我需要找到与矩形相交的直线中的点。有没有一个公式可以给我那个点的 (x,y)?
【问题讨论】:
标签: algorithm geometry line intersection
点A总是在矩形的外面,点B总是在矩形的中心
假设矩形是轴对齐的,这让事情变得非常简单:
直线的斜率是 s = (Ay - By)/(Ax - Bx)。
一旦你知道它相交的边,你就会知道一个坐标:x = Bx ± w/2 或 y = By ± h/2,具体取决于你碰到的边。另一个坐标由 y = By + s * w/2 或 x = Bx + (h/2)/s 给出。
【讨论】:
/**
* Finds the intersection point between
* * the rectangle
* with parallel sides to the x and y axes
* * the half-line pointing towards (x,y)
* originating from the middle of the rectangle
*
* Note: the function works given min[XY] <= max[XY],
* even though minY may not be the "top" of the rectangle
* because the coordinate system is flipped.

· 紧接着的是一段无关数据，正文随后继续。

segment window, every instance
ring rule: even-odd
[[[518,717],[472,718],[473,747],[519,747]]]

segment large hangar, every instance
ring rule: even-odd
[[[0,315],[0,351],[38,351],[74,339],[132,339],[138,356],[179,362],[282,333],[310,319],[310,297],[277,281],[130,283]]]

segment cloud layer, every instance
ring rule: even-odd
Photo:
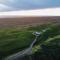
[[[60,7],[60,0],[0,0],[0,11]]]

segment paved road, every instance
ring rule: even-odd
[[[26,48],[25,50],[20,51],[16,54],[13,54],[11,56],[8,56],[4,60],[18,60],[20,57],[32,54],[32,47],[36,41],[37,41],[37,37],[35,38],[35,40],[31,43],[31,45],[28,48]]]

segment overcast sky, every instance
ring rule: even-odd
[[[0,11],[60,7],[60,0],[0,0]]]

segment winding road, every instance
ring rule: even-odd
[[[32,47],[35,44],[35,42],[37,41],[37,38],[38,38],[38,36],[36,36],[35,40],[30,44],[30,46],[28,48],[26,48],[25,50],[22,50],[16,54],[13,54],[11,56],[8,56],[4,60],[18,60],[20,57],[23,57],[26,55],[31,55],[32,54]]]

* Note: if the input is inside the rectangle,
* the line segment wouldn't have an intersection with the rectangle,
* but the projected half-line does.
* Warning: passing in the middle of the rectangle will return the midpoint itself
* there are infinitely many half-lines projected in all directions,
* so let's just shortcut to midpoint (GIGO).
*
* @param x:Number x coordinate of point to build the half-line from
* @param y:Number y coordinate of point to build the half-line from
* @param minX:Number the "left" side of the rectangle
* @param minY:Number the "top" side of the rectangle
* @param maxX:Number the "right" side of the rectangle
* @param maxY:Number the "bottom" side of the rectangle
* @param validate:boolean (optional) whether to treat point inside the rect as error
* @return an object with x and y members for the intersection
* @throws if validate == true and (x,y) is inside the rectangle
* @author TWiStErRob
* @licence Dual CC0/WTFPL/Unlicence, whatever floats your boat
* @see <a href="http://stackoverflow.com/a/31254199/253468">source</a>
* @see <a href="http://stackoverflow.com/a/18292964/253468">based on</a>
*/
function pointOnRect(x, y, minX, minY, maxX, maxY, validate) {
//assert minX <= maxX;
//assert minY <= maxY;
if (validate && (minX < x && x < maxX) && (minY < y && y < maxY))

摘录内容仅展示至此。